US regulators and the Federal Reserve have issued a joint warning regarding the most serious liquidity risks associated with crypto assets. However, The authorities made clear that banking institutions are not restricted or discouraged from offering banking services to customers of any type or class, provided that it is permitted by law.
US Regulators Issue Joint Notice On Crypto
The Board of Governors of the Federal Reserve System, the Federal Deposit Insurance Corporation (FDIC), and the Office of the Comptroller of the Currency (OCC) jointly released an announcement about cryptocurrencies Thursday.
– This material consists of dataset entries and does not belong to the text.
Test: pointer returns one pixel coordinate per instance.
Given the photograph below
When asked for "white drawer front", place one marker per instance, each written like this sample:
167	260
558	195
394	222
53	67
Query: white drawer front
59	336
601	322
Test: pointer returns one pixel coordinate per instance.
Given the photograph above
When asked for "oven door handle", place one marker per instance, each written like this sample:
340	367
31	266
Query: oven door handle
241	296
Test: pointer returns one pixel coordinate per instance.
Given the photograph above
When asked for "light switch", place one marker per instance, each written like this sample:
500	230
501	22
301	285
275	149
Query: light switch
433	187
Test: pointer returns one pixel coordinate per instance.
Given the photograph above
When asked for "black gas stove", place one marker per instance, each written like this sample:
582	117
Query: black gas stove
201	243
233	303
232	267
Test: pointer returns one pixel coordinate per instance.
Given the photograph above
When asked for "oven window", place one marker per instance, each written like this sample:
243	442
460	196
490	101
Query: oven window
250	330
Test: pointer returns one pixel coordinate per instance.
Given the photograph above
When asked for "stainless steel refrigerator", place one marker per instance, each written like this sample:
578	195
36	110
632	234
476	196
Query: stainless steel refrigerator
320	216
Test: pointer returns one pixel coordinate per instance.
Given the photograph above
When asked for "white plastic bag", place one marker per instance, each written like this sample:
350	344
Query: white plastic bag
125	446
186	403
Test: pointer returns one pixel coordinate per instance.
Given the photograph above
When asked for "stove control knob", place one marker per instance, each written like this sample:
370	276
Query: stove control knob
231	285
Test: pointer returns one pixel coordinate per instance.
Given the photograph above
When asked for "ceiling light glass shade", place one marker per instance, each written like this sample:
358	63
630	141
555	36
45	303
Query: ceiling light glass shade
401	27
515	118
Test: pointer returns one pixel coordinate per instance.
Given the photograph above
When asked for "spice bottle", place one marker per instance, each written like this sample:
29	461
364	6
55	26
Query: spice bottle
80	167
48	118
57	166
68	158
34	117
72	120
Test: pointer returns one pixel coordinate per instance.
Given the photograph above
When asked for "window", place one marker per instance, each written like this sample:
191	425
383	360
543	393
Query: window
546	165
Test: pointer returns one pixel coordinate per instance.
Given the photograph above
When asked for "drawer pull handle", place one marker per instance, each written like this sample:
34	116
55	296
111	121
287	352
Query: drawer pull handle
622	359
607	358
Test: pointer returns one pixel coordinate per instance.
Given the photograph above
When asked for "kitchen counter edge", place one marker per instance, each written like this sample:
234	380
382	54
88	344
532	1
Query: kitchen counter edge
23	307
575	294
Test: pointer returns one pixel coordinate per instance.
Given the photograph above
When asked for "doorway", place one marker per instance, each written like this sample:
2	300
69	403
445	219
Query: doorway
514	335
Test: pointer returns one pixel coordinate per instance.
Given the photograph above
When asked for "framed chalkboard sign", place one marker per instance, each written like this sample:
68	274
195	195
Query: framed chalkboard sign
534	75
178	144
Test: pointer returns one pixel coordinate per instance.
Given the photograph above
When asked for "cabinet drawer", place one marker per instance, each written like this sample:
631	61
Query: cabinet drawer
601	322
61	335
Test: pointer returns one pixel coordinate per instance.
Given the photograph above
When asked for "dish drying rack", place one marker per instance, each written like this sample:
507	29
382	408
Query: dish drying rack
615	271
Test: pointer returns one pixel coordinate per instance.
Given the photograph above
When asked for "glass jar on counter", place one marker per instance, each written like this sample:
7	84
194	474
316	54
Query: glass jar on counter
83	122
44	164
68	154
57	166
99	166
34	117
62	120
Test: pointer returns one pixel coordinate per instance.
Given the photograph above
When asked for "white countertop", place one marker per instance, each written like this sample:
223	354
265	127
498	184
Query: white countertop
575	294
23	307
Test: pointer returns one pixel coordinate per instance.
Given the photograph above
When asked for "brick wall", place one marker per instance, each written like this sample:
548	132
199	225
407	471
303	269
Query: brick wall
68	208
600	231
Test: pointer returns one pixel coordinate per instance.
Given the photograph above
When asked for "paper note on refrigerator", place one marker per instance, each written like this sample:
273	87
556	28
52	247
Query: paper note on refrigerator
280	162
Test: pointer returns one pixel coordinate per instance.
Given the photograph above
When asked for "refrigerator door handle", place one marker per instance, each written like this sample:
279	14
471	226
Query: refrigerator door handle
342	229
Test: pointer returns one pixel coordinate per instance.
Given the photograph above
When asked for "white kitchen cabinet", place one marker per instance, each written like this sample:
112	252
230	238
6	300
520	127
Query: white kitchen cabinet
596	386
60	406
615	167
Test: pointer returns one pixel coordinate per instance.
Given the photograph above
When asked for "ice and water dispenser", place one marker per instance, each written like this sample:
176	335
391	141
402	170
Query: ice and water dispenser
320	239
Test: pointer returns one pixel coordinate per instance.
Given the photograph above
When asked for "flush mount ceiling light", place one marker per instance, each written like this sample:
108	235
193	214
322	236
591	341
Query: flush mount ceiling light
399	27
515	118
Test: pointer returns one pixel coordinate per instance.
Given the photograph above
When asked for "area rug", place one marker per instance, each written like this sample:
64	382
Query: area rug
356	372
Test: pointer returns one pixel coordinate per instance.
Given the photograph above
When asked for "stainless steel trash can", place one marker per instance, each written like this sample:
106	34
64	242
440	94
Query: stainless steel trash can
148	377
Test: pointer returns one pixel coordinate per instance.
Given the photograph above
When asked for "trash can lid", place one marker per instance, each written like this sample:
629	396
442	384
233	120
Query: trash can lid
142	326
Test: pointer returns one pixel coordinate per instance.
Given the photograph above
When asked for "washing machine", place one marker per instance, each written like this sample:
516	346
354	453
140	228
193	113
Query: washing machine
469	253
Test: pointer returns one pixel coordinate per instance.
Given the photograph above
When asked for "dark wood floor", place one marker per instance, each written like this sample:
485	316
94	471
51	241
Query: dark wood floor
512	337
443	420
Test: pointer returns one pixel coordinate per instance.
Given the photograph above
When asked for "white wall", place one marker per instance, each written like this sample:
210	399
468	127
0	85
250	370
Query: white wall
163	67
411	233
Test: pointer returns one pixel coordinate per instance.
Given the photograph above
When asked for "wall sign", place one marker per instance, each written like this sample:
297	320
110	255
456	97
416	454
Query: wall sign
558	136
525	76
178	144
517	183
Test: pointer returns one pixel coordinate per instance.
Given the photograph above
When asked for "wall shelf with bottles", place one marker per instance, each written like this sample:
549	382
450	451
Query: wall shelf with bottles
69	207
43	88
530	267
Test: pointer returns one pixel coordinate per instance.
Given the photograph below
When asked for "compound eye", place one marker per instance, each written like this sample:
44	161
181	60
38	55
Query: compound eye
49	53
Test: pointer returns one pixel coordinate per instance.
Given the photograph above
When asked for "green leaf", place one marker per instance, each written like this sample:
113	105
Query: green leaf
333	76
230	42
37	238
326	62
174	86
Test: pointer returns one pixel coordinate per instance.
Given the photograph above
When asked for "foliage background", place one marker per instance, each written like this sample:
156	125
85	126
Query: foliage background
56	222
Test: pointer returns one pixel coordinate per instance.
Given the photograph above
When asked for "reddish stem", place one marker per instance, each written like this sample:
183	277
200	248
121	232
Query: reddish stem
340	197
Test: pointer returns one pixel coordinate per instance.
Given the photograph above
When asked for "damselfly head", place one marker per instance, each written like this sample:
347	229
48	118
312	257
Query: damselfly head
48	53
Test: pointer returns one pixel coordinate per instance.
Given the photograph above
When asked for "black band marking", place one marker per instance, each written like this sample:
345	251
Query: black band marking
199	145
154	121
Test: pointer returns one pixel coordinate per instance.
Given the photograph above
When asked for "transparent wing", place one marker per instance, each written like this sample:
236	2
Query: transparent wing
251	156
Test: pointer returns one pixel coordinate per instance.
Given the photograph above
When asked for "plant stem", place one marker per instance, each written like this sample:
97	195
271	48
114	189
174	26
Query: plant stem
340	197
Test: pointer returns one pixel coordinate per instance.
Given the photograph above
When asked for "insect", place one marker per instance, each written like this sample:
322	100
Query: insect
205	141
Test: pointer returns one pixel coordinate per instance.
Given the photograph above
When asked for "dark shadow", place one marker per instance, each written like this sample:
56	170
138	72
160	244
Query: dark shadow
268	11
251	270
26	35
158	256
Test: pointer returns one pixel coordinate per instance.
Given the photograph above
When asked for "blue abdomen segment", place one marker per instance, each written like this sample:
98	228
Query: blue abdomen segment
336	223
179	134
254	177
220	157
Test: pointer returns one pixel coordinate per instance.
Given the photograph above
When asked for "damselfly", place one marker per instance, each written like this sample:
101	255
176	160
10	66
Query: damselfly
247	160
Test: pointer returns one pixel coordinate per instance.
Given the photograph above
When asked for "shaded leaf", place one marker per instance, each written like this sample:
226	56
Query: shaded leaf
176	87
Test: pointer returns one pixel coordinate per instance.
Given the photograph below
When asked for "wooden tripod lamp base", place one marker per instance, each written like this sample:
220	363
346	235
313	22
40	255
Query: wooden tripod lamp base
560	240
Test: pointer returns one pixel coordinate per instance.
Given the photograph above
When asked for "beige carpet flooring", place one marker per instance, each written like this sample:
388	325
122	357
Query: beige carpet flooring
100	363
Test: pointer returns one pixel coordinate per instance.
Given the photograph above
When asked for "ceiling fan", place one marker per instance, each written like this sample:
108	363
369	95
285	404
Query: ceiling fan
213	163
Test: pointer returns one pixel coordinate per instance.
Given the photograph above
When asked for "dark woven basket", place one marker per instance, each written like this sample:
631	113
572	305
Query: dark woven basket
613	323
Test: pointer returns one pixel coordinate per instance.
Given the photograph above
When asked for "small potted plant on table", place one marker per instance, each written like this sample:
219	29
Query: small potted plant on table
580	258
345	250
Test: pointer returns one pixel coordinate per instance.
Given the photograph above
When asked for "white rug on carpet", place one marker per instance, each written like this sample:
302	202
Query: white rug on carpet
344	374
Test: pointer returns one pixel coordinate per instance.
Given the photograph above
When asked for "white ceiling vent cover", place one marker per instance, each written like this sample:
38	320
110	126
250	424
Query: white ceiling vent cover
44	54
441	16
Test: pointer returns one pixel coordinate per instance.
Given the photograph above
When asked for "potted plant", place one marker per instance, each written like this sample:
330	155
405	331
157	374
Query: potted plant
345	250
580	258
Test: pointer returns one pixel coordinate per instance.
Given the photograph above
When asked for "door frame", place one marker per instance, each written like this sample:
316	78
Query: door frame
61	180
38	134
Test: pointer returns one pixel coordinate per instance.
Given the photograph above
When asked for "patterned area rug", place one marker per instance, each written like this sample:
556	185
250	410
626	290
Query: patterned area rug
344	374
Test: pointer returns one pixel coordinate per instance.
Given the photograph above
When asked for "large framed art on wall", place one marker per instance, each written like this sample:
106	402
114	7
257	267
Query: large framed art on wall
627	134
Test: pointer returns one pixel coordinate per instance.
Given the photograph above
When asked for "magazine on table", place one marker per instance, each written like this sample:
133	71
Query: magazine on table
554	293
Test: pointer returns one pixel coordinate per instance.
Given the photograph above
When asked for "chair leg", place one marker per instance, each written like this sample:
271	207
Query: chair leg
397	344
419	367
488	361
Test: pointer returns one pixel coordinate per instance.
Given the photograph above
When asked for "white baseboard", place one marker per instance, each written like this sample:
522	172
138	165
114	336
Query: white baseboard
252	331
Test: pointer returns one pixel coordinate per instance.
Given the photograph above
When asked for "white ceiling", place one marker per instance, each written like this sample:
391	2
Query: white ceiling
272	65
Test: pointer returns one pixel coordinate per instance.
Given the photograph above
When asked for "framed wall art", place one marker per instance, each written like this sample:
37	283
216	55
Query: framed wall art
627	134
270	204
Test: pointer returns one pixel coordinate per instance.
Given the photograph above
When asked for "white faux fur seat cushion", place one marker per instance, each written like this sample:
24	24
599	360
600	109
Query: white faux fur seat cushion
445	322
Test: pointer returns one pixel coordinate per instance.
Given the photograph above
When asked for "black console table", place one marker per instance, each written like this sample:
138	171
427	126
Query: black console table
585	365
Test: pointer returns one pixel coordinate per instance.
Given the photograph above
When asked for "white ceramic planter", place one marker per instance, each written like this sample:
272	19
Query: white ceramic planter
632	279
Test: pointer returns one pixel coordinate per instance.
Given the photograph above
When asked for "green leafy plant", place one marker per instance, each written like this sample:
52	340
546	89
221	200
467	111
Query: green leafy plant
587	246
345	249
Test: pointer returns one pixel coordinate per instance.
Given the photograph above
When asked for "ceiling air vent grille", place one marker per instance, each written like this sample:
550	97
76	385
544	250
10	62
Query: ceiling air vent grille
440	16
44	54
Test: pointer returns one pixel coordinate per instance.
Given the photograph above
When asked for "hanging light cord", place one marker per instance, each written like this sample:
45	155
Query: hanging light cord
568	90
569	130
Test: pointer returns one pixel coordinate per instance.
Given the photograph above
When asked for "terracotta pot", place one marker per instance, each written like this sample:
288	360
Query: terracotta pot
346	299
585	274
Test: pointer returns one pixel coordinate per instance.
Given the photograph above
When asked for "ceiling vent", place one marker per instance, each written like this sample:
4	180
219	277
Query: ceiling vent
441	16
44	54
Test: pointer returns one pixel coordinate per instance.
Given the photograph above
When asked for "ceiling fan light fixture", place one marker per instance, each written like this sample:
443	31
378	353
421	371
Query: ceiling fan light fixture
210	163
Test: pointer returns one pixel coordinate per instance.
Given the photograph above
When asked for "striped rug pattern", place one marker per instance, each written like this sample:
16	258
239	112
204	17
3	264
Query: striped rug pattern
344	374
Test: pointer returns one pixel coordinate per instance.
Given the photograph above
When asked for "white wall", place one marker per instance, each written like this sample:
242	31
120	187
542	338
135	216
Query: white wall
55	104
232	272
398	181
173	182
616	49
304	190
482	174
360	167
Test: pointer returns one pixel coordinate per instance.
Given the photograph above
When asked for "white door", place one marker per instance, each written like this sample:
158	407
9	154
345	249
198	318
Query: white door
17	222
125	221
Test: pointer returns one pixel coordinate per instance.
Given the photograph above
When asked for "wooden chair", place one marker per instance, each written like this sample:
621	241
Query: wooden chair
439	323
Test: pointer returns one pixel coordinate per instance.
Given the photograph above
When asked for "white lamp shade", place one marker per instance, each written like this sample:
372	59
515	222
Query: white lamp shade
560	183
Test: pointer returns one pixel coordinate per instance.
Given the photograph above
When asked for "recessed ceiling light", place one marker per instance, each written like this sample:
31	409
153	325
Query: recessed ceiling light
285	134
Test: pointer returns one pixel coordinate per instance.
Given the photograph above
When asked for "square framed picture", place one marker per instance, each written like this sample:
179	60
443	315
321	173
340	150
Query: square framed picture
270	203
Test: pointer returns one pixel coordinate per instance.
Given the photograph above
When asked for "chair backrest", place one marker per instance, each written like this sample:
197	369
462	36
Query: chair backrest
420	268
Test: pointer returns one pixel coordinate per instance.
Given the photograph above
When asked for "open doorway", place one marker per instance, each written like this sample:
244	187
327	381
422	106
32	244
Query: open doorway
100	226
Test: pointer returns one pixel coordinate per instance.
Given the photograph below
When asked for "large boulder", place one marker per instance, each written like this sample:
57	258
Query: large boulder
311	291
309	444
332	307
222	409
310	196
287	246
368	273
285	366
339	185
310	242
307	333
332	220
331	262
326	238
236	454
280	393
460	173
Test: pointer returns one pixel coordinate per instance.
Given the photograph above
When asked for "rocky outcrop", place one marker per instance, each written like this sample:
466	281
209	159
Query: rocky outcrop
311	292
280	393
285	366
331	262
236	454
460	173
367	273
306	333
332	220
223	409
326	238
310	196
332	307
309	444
The Federal Reserve, FDIC, & OCC specified their views “highlights key liquidity dangers associated with crypto assets and crypto asset sector participants that banking organizations need to be aware of.” They warned:
Due to the unpredictability of the timing and size of deposits inflows and outflows, banks may be exposed to increased liquidity dangers from certain sources of funding that are crypto-asset-related entities.
For instance, the steadiness of crypto-entity deposits may be used to the benefit of their customers. This can be done “by end-customer behavior or crypto-asset industry dynamics, and not exclusively by the crypto-asset-related entity itself, which is the direct counterparty of the banking organization,” the regulators cautioned. “Such deposits could also be subject to large and rapid inflows and outflows as end-customers respond and change to market events, media reports, uncertainty, and crypto-asset-related market conditions.
Reserves associated with stablecoins, for instance, are an example. These constitute “stablecoin-related reserves,” and are “susceptible to large and rapid outflows,” as well as from “unanticipated stablecoin swaps or dislocations in crypto-asset markets,” the regulators specified.
Banking institutions that source funding from crypto entities need to be vigilant about liquidity and have effective controls and management. The Federal Reserve, FDIC and OCC suggested that banks should apply existing risk management standards to cryptocurrencies.
Banking organizations will not be restricted or discouraged from offering banking services to customers of any class or type, as permitted by law.
The Fed, FDIC, and OCC also released joint warnings about the risks of cryptocurrencies in January. Regulators outlined fraud, scams and legal uncertainties. Additionally, they mentioned deceptive or inaccurate representations made by crypto companies, extreme volatility in crypto markets, execution risks, and contagion threats.
What do you think of the alert on cryptocurrencies from the Federal Reserve, the FDIC and the OCC? Let us know via the feedback page.